Zilla Parishad seats at Chaita Gram Panchayat

| Zilla Parishad | Seat Name | Polling Station No. | Type |
|---|---|---|---|
| North 24 Parganas | Z.P-59 | 78,79,80,81,82,83,84,85,86,87,88,89, 90,91,92,93,94,95,96,97,98,99,100,101,102 | Open |

==Demographics==
According to the 2011 Census of India, Chaita had a total population of 2,390, of which 1,215 were males and 1,175 were females.

In Chaita village population of children with age 0-6 is 331 which makes up 13.85% of total population of village. Average Sex Ratio of Chaita village is 967 which is higher than West Bengal state average of 950. Child Sex Ratio for the Chaita as per census is 1006, higher than West Bengal average of 956.

Chaita village has lower literacy rate compared to West Bengal.
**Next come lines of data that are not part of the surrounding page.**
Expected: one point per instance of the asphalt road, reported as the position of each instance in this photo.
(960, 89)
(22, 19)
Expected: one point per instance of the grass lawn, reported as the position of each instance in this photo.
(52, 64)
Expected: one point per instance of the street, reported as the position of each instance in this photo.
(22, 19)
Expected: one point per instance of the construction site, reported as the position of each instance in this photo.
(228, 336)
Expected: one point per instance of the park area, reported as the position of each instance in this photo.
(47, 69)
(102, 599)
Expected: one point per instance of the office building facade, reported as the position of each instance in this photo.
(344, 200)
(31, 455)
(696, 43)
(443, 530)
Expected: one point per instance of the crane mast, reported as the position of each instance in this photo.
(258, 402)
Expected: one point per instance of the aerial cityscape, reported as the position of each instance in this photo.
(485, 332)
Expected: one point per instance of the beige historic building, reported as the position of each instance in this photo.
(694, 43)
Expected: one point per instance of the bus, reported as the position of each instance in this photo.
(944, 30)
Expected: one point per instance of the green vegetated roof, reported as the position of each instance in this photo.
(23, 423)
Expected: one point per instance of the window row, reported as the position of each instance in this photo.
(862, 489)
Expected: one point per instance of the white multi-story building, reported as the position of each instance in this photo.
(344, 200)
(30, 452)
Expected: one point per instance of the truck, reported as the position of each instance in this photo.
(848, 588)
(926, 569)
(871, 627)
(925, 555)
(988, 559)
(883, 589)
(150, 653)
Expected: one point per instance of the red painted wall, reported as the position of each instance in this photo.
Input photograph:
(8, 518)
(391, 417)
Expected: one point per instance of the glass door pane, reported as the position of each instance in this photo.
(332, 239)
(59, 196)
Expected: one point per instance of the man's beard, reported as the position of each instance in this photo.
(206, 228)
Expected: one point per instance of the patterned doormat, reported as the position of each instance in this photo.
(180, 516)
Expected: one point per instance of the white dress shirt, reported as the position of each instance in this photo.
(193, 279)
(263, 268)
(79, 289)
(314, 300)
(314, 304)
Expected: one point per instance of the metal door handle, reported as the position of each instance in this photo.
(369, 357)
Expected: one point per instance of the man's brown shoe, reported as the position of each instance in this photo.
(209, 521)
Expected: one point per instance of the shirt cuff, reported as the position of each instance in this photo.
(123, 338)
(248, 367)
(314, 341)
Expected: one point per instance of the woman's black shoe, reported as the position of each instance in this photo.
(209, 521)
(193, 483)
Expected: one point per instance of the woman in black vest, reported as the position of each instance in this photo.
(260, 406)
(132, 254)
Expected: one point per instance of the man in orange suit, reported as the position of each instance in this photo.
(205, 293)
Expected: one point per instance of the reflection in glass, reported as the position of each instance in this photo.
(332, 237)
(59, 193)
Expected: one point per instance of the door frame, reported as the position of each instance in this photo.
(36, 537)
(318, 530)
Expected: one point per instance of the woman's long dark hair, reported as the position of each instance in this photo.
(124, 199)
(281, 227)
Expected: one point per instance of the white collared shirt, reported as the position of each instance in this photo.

In 2011, literacy rate of Chaita village was 57.94% compared to 76.26% of West Bengal. In Chaita Male literacy stands at 59.14% while female literacy rate was 56.69%.

==Education==
Colleges nearest to Chaita
- Chandraketugarh Sahidullah Smriti Mahavidyalaya
- Taki Government College
- Basirhat College

High schools nearest to Chaita
- Kaderia High Madrasa
- Malatipur High School
- Gopalpur Popular Academy
- Gopalpur Girl's High School

==Transport==
Malatipur is the nearest railway station of Chaita. Haroa - Gopalpur More road (STATE HIGHWAY NO 03) passed through edge of this village.